La médicalisation des Établissements d’hébergement pour personnes âgées dépendantes (Ehpad) est l’un des axes majeurs du plan Solidarité Grand Age 2007-2012. Octroi de crédits supplémentaires et amélioration du taux d’encadrement du fait de la dépendance de plus en plus importante des résidents, telles sont les ambitions de ce programme. Cependant, elles ne sont pas toujours réalisables à cause d’un manque de financements…

Dossier Alice Dumont

140 millions de crédits en 2012

En 2011, le gel du renouvellement des Conventions tripartites pluriannuelles (CTP) avait fait grincer des dents l’ensemble des fédérations du secteur personnes âgées.
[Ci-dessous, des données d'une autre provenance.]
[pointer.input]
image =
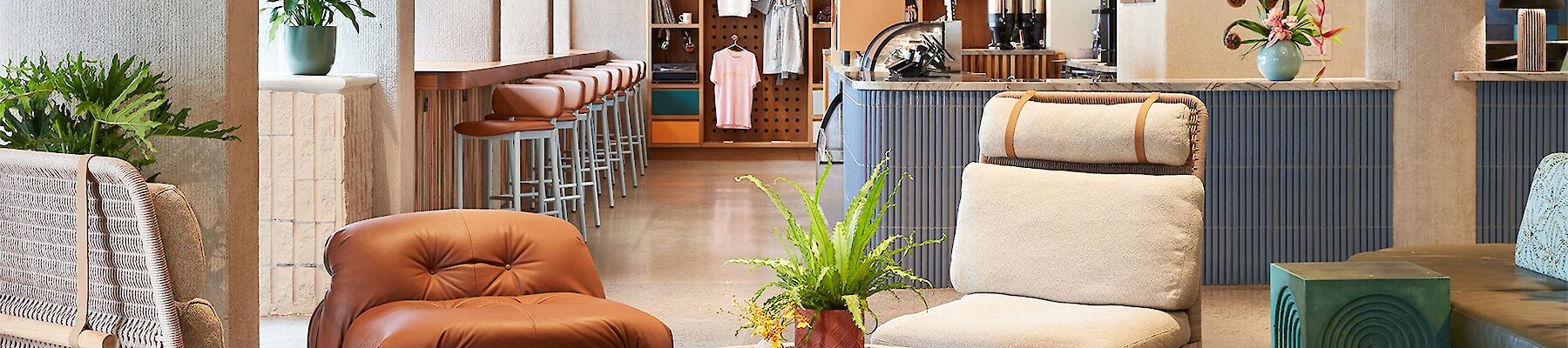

L’année 2012 marque la reprise du processus de médicalisation. Un redémarrage qui ne comblera pas le retard pris.

Dans le cadre de Loi de financement de la Sécurité sociale (LFSS) 2012, 140 millions d’euros de crédits devraient permettre la poursuite – la reprise – du processus de médicalisation des Établissements d’hébergement pour personnes âgées dépendantes (Ehpad). Après une année blanche, marquée par le gel du renouvellement des Conventions tripartites pluriannuelles en 2011, et le report de la réforme sur la dépendance, cette nouvelle a été accueillie avec satisfaction par les fédérations gestionnaires de structures. Une satisfaction… en demi-teinte. Ainsi, le 15 novembre dernier, le GR 31, qui regroupe trente-et-une organisations représentant ou intervenant auprès des personnes âgées et des personnes handicapées, n’a pas pris part au vote lors de l’adoption du budget prévisionnel 2012 de la Caisse nationale de solidarité pour l’autonomie. Dans une déclaration préalable, le GR 31 considère notamment que les objectifs quantifiés du plan Solidarité Grand Age concernant les ratios de personnels en Ehpad accueillant les personnes les plus dépendantes « sont aujourd’hui loin d’être atteints »« On serre les budgets de médicalisation des Ehpad alors que l’hospitalisation des personnes âgées coûte beaucoup plus cher à l’Assurance maladie. C’est une gestion à court terme », juge Pascal Champvert, président de l’AD-PA (Association des directeurs d’établissements pour personnes âgées.)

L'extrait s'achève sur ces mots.